The simpler criterion is actually unsuitable to assess the 
origins of eukaryotic genes, because it does not recognize the 
importance of HGT and gene loss dynamics nor that of lack of 
signal. For instance, in figure 1C, the closest relatives of 
eukaryotes are sequences from Myxococcus xanthus and 
Desulfatibacillum alkenivorans, two Deltaproteobacteria. Yet, 
given that this tree was built using a data set comprising eight 
representative deltaproteobacterial genomes (table 1), it is 
unlikely that these sequences were inherited vertically from 
a billion-year-old deltaproteobacterial ancestor and lost in 
other Deltaproteobacteria. They are more probably recent 
HGTs from an unsampled lineage. It is thus unclear whether 
the eukaryotic sequences derive from Deltaproteobacteria. 
Conversely, figure 1B shows a tree in which eukaryotes 
branch within a group of alphaproteobacterial sequences 
that represent all ten sampled alphaproteobacterial genomes. 

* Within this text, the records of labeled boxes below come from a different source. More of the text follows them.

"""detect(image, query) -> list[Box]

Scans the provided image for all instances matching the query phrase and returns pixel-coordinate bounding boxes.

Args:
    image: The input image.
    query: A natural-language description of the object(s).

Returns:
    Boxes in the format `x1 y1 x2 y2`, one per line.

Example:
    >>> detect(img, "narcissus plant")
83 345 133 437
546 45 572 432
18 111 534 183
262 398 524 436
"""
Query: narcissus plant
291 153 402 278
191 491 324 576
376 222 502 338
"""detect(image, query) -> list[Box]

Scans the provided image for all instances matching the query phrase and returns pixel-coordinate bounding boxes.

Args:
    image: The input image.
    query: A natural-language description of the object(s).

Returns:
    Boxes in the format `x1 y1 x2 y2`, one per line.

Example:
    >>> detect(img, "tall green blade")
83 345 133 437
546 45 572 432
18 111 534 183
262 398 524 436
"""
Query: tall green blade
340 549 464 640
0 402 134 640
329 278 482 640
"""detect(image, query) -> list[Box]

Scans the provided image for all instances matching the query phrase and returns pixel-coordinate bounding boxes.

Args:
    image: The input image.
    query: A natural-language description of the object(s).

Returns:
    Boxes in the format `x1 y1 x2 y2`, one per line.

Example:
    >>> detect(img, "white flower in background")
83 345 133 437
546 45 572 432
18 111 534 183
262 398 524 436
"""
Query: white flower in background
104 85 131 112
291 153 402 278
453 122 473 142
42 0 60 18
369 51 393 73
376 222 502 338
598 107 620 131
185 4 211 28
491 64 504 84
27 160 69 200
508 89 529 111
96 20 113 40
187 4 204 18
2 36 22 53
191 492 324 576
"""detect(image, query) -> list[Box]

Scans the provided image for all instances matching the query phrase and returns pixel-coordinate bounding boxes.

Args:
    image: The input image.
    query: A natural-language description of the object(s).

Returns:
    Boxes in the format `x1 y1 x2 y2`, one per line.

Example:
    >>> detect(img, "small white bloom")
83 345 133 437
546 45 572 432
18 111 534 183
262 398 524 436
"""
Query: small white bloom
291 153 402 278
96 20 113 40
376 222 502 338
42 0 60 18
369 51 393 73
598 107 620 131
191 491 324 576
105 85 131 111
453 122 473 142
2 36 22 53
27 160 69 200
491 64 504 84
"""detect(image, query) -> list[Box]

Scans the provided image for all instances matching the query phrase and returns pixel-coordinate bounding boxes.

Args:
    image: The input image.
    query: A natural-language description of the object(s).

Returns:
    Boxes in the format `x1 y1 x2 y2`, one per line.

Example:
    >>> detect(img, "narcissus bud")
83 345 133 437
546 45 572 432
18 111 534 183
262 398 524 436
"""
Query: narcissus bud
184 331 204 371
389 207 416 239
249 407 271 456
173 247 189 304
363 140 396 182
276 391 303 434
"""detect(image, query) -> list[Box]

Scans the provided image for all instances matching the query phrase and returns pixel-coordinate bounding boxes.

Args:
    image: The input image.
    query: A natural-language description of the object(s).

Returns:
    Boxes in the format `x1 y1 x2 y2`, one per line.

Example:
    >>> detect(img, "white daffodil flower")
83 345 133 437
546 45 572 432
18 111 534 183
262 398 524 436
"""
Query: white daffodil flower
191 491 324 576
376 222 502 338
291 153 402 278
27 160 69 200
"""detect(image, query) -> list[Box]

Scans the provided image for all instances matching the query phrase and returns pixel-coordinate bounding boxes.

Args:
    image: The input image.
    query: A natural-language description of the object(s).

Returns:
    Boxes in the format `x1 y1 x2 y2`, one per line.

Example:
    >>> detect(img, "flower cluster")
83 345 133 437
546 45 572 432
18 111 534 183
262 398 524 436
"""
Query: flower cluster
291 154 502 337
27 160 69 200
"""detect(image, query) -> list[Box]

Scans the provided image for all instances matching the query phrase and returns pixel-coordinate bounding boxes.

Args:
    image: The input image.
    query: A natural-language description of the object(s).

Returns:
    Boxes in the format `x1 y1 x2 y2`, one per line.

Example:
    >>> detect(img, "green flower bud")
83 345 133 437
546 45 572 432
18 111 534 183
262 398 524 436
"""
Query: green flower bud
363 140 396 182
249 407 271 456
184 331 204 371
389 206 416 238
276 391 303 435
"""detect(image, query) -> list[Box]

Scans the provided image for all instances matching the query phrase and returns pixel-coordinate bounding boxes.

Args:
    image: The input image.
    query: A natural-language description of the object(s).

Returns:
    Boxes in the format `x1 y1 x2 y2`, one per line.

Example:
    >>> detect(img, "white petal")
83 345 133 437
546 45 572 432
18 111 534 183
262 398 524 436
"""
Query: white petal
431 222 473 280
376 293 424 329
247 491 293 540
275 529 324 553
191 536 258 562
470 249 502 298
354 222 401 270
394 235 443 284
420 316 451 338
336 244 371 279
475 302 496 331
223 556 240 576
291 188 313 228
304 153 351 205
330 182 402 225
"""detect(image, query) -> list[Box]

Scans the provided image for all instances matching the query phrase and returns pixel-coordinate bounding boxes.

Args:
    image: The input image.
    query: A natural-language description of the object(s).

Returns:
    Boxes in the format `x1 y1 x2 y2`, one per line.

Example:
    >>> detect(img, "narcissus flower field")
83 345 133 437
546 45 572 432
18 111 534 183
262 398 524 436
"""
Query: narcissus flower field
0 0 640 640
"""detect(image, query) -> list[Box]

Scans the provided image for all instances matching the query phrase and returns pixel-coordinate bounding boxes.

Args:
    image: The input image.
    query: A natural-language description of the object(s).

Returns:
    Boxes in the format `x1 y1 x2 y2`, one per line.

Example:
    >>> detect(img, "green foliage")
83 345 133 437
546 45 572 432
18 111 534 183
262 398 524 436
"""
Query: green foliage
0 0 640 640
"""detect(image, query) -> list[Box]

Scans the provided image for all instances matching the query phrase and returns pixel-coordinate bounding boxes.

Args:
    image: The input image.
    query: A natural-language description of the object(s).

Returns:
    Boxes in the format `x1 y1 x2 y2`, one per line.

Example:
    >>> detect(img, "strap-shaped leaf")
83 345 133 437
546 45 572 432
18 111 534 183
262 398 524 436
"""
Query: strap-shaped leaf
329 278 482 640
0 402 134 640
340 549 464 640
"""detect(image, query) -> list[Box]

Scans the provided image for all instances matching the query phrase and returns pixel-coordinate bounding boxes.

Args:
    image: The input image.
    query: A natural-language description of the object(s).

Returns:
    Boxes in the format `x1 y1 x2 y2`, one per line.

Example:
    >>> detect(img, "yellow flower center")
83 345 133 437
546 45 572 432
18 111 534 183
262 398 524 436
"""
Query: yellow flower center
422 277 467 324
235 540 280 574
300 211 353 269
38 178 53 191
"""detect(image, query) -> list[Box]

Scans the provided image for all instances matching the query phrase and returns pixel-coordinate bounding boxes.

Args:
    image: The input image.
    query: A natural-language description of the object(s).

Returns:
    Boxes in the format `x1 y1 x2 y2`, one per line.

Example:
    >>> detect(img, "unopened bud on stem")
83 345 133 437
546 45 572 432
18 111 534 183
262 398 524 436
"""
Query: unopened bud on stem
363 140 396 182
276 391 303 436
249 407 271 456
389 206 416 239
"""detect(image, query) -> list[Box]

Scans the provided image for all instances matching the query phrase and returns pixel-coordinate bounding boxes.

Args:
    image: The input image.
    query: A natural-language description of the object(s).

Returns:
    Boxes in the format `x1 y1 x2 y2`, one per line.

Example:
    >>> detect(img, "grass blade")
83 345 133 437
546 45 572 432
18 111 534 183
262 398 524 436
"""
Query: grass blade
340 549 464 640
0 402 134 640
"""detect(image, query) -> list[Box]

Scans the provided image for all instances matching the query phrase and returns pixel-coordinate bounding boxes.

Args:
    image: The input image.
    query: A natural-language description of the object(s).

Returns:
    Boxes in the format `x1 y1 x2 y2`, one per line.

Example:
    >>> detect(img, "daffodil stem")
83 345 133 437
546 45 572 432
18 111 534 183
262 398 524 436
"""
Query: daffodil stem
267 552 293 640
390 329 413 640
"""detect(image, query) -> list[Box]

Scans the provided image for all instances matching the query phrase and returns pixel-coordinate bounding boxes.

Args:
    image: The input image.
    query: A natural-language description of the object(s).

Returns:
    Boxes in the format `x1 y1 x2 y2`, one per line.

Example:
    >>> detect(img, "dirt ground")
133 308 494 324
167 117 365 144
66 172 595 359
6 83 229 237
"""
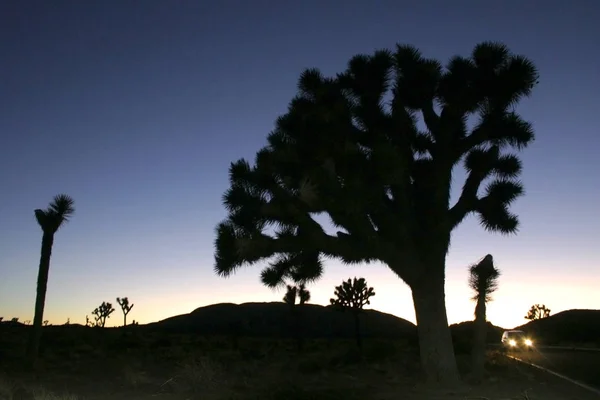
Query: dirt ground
0 328 599 400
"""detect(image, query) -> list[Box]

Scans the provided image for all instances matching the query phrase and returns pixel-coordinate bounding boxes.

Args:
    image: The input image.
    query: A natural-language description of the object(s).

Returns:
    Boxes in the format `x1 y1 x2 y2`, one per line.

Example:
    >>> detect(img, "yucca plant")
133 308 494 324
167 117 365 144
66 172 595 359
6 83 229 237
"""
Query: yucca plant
215 42 538 383
469 254 500 379
27 194 75 364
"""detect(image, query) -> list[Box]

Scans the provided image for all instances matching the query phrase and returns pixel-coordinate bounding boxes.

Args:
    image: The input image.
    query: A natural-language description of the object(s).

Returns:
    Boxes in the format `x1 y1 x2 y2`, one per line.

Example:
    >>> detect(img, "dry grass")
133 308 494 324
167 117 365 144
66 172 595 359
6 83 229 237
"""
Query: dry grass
0 331 600 400
31 387 80 400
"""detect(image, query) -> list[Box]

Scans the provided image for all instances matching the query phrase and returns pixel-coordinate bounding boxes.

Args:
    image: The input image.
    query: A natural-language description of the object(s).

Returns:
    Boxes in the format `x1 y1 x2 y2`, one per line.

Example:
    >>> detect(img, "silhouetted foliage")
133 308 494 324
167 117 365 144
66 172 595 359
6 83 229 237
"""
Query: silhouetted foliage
329 277 375 348
283 283 310 351
215 42 538 381
27 194 75 364
469 254 500 380
92 301 115 328
525 304 550 321
515 310 600 348
117 297 133 326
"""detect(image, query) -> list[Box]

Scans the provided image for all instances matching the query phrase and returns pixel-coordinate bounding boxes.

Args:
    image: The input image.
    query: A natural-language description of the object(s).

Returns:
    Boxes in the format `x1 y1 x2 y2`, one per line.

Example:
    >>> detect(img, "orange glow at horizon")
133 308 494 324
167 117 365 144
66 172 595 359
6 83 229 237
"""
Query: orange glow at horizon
10 258 600 328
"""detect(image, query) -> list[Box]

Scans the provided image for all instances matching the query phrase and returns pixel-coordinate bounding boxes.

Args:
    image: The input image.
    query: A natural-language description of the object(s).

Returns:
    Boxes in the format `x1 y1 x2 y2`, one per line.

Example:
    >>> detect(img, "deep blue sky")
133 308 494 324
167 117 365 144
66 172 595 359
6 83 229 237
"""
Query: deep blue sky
0 0 600 326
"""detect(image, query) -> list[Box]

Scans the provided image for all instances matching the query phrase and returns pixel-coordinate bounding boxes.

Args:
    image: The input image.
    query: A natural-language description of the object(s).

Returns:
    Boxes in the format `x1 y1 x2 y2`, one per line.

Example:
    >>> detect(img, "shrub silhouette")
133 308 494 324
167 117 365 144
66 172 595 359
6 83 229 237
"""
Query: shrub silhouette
27 194 75 364
215 42 538 383
329 277 375 349
92 301 115 328
117 297 134 326
469 254 500 380
525 304 550 321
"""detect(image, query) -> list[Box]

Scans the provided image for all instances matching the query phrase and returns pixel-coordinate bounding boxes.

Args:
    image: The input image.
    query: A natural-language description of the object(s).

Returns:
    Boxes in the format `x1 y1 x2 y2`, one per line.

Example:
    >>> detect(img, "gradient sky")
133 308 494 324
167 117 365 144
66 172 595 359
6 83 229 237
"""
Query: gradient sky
0 0 600 327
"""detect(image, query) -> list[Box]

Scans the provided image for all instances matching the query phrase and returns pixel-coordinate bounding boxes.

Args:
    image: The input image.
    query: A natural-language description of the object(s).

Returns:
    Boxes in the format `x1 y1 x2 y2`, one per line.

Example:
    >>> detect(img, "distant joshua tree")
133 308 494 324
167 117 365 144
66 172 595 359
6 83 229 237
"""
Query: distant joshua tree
117 297 133 326
525 304 550 321
92 301 115 328
283 283 310 351
329 277 375 349
469 254 500 380
27 194 75 364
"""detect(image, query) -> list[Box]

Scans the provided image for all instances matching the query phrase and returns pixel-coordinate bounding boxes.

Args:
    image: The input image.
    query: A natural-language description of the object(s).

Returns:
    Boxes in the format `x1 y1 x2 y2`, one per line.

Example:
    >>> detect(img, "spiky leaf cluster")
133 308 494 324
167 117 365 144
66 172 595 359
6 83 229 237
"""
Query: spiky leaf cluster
329 277 375 313
469 254 500 302
92 301 115 328
117 297 135 315
525 304 550 321
283 283 310 307
34 194 75 234
215 42 538 287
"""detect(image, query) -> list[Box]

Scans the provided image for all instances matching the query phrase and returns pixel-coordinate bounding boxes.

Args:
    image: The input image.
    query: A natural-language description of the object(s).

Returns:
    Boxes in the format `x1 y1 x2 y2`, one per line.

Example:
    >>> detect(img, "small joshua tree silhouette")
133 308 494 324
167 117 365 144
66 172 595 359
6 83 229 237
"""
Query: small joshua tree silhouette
92 301 115 328
117 297 133 326
329 277 375 349
283 283 310 351
525 304 550 321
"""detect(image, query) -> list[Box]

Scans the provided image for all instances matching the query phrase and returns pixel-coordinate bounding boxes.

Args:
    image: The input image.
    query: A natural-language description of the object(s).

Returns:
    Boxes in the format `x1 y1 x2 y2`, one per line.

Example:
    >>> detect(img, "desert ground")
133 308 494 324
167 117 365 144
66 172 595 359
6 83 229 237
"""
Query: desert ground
0 325 598 400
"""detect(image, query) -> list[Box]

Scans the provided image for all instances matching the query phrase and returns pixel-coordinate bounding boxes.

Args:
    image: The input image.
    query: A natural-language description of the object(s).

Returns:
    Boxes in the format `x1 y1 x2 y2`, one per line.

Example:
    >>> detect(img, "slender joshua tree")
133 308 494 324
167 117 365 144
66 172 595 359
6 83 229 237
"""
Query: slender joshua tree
329 277 375 349
469 254 500 379
27 194 75 363
215 42 538 384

In that case, the most likely scenario is that this gene was 
ancestral to Alphaproteobacteria and transferred to eukary- 
otes by EGT from the mitochondrion. 

Hence, the "diverse origins" pattern is due to the use of a 
too simple criterion. Some authors tempered this pattern a 
posteriori (Thiergart et al. 2012), but this meant giving up on 
effectively disentangling the several possible underlying causes 
for it. In contrast, we addressed the prevalence of HGTs and 
gene loss in prokaryotes at the methodological level using 
taxonomy-aware criteria (fig. 1A) and a balanced selection 
of prokaryotic genomes (table 1). This, in addition to our 
consideration of phylogenetic support throughout the anal- 
ysis, allowed us to reveal and quantify the roles of EGT, HGT 
from bacteria into the eukaryotic stem branch, HGT among 
bacteria, and lack of signal. For these reasons, the picture 
we report is more accurate and reliable than the "diverse 
origins" one. 

No Phylogenetic Support for Ternary Scenarios 
One major and new result brought about by our approach is 
that, while the alphaproteobacterial nature of mitochondria is 
very clear, there is no phylogenetic evidence for eukaryotes to 
have similarly inherited genes from another bacterial lineage. 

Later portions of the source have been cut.